Oude Testament

Nieuwe Testament

Genesis 26:27-35 BasisBijbel (BB)

27. Izaäk zei tegen hen: "Waarom komen jullie naar me toe? Jullie haten me toch? Jullie hadden mij toch weggestuurd?"

28. Ze zeiden: "We hebben duidelijk gezien dat de Heer met je is. Laten we daarom samen een eed zweren. Laten we met elkaar een verbond sluiten dat je ons geen kwaad zal doen.

29. Want wij hebben jou ook geen kwaad gedaan. We zijn alleen maar goed voor je geweest en hebben je in vrede laten vertrekken. En het is duidelijk dat de Heer goed voor jou is."

30. Toen maakte hij een [ verbonds ]maaltijd voor hen klaar en ze aten en dronken.

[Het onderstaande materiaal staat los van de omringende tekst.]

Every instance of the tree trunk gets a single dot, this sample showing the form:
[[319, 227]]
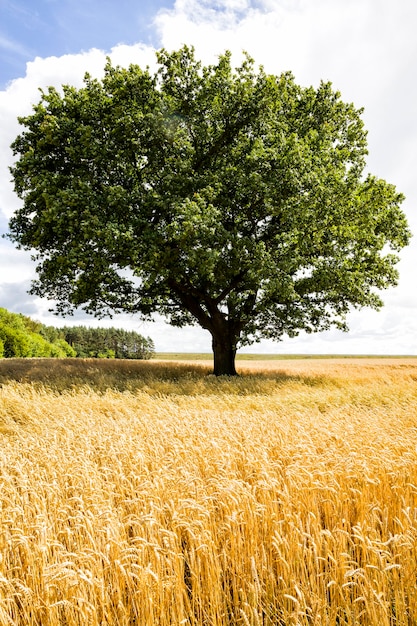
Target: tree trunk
[[224, 351]]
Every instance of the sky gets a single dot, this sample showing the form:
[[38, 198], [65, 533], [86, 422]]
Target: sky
[[366, 48]]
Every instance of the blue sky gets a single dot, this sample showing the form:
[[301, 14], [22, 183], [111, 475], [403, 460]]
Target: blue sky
[[367, 48], [56, 27]]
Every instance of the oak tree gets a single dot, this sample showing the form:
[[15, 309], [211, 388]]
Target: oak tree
[[213, 195]]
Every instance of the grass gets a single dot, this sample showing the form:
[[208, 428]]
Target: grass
[[153, 493]]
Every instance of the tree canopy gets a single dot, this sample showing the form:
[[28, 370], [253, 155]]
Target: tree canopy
[[213, 195]]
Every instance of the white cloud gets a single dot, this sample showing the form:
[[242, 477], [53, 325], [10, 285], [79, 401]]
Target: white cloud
[[367, 48]]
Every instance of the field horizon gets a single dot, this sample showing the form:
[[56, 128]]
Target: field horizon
[[142, 493]]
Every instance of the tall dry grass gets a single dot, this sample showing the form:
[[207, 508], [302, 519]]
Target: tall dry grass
[[155, 494]]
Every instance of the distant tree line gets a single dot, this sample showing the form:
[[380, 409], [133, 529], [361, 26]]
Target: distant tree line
[[21, 336], [110, 343]]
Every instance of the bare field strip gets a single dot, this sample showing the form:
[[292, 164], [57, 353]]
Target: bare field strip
[[151, 493]]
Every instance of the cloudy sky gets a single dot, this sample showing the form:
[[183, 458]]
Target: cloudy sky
[[366, 48]]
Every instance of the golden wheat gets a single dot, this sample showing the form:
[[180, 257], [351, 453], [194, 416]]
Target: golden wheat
[[155, 494]]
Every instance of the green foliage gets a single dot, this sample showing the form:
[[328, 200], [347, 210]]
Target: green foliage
[[225, 197], [20, 336], [108, 343]]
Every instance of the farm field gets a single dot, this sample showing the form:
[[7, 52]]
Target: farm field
[[152, 493]]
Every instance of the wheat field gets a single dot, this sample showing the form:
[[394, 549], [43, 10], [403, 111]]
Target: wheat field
[[156, 494]]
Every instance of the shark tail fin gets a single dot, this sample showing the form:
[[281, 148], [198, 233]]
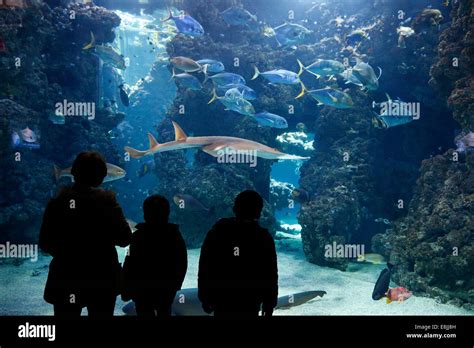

31. De volgende dag stonden ze vroeg op en zwoeren elkaar de eed. Toen bracht Izaäk hen een eind op weg en ze vertrokken in vrede.

32. Diezelfde dag kwamen de knechten van Izaäk hem vertellen over een waterput die ze hadden gegraven. Ze zeiden tegen hem: "We hebben water gevonden!"

33. Hij noemde die put Seba [ (= 'eed') ]. Daarom heet de stad daar nu nog steeds Berseba [ (= 'put van de eed') ].

34. Toen Ezau 40 jaar was, trouwde hij met Judit, de dochter van de Hetiet Beëri, en met Basmat, de dochter van de Hetiet Elon.

35. Izaäk en Rebekka vonden het verschrikkelijk dat hij dat deed.